BT: Justin Torres told me that I had a tendency to punish my characters and to take sides. He said, even if you, as the writer hate the character, the character still deserves a moment of grace in which they’re allowed to be dignified. Instead of pushing my characters to behave in ways that were convenient for me, it was about allowing each character to be real, complicated, and human. That was one of the most important things for this novel—making sure that the characters were allowed to be full and messy.
JRR: Before you wrote this novel, did you read or have any affinity for novels about science or scientists. If so, can you recommend your favorites?
BT: I haven’t read a lot of novels about science because as a scientist reading novels about science, I’m always thinking, well that’s not how it is. That’s not right. Or the science would bother me. It’s funny because when I was in my science program, other scientists would constantly critique with depictions of science in the media, be it books or movies or TV shows or podcasts. The pedantry was out of control. I didn’t read any science-y books in the run-up to this novel. The novel is more directly inspired by campus novels that I have read. I see it fitting into a tradition of this contemporary moment of novels of anxiety and novels of consciousness. That to me is really the mode in which it is operating. So I don’t have any recs on this.
JRR: What are your favorite novels of queer life and/or coming of age?

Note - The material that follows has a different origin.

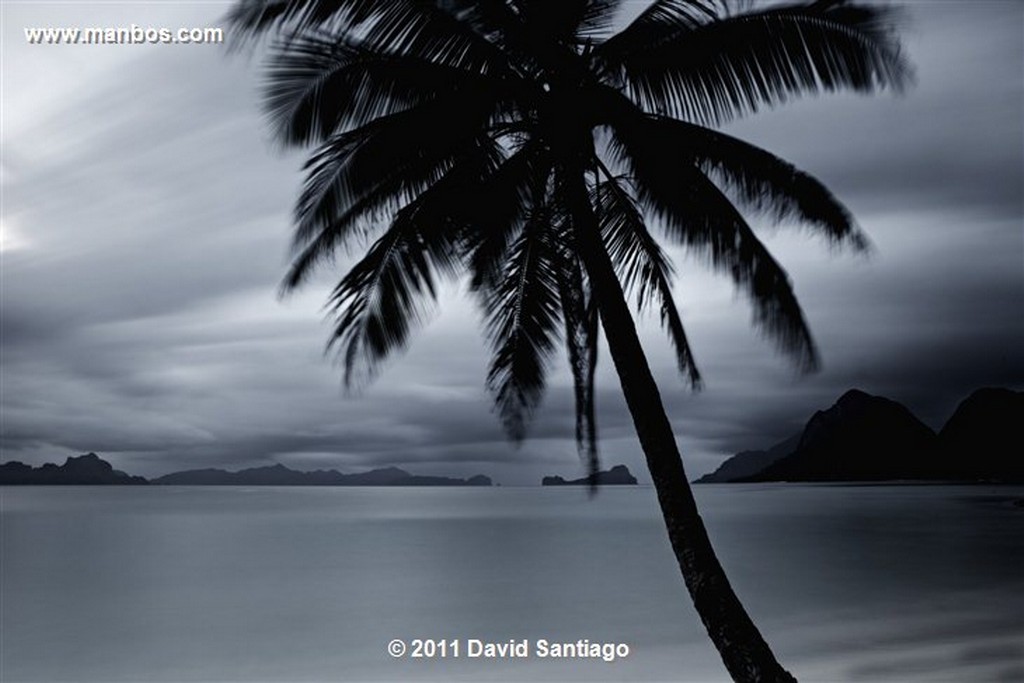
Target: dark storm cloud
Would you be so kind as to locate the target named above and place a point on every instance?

BT: The novel that made me want to write is André Aciman’s Call Me by Your Name. I read it when I was 18 years old and it just totally rearranged the world for me. Before that, I had never read a single book about a queer person or queer life. For most of my life before that point, I went around thinking that no one else felt the way that I felt, that no one else felt weird, precocious, alone, and without a sense of self. That book was when I detected the consciousness of a queer person. The novel is integral to my artistry but also to my sense of myself as a queer person.
Edinburgh is one of my favorite books. It’s so beautiful and wise. Gareth Greenwald. His What Belongs to You and Cleanness are both superb. The Price of Salt by Patricia Highsmith is deeply, deeply, deeply, deeply important to me as a writer and reader. I just love that book to death. Justin Torres’ We the Animals is so lyrical, and yet so earthy, concrete, and deeply imagined. It’s an exquisite book.
JRR: What has been the most gratifying response to your book thus far?
BT: One of my big fears was that I had written a novel that would make white people feel just uncomfortable enough that they could be say, “Oh yes, I have eaten my moral vegetables for the day,” but that other queer people of color might say that I’d written a book that that glorified whiteness. I was just so afraid that I had written a morally unsophisticated novel. To me, the most gratifying responses has come from other queer people of color who see this book as being complicated, nuanced, and rigorous, but above all else, truthful about a kind of experience that I think doesn’t get talked about enough.
If you look at contemporary publishing, you would think that there are no black, brown or queer people anywhere, in any field. What this book is showing and what the response is showing that we’re here, we’ve always been here, and finally, we’re maybe being heard a little more.